The James Bond movies are the longest continually-running film series in history, having been in ongoing production from 1962 to the present. The series has grossed just over $5 billion to date.
The Bond In Motion exhibition, which will run until December 2012, showcases a range of Bond vehicles from 22 films, including cars, boats, motorbikes, sleds, jets and more.
The exhibition has largely been assembled from two major collections — one owned by the U.S.-based Ian Fleming Foundation and another owned by Eon Productions, which makes the Bond films.
The stars of the show are, undoubtedly, the iconic silver 1964 Aston Martin DB5 from Goldfinger and the 1937 Rolls-Royce Phantom III from the same movie.

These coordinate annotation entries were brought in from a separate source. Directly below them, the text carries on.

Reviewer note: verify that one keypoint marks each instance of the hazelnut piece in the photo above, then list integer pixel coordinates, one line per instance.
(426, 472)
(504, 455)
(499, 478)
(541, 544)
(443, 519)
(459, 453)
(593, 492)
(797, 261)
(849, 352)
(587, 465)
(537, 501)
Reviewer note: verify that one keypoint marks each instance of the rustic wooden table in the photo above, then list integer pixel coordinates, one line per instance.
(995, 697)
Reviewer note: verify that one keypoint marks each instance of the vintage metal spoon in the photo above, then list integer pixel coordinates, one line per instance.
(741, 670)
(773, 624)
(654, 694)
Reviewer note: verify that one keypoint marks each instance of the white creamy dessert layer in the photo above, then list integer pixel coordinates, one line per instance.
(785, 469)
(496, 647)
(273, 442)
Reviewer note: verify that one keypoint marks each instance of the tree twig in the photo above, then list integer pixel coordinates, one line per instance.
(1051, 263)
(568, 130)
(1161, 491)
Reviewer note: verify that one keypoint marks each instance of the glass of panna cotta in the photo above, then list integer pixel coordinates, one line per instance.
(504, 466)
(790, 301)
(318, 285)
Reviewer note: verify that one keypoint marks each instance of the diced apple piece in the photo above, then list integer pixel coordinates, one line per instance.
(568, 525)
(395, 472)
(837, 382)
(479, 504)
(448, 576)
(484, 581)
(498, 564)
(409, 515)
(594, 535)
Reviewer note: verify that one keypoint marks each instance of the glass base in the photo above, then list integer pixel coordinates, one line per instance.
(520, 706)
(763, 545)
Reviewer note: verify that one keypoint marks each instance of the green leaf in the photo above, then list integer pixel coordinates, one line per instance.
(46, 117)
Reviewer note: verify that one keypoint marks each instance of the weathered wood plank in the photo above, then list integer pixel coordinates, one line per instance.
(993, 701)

Other fan-loved vehicles include the underwater-driven Lotus Esprit S1 from the Roger Moore movie The Spy Who Loved Me, the Bede Acrostar mini jet from Octopussy and even the famous cello case used as a sled during a snow chase in The Living Daylights.
The long-awaited new installment in the James Bond movie series, Skyfall, is slated for release on October 26 in the UK and November 9 in the United States.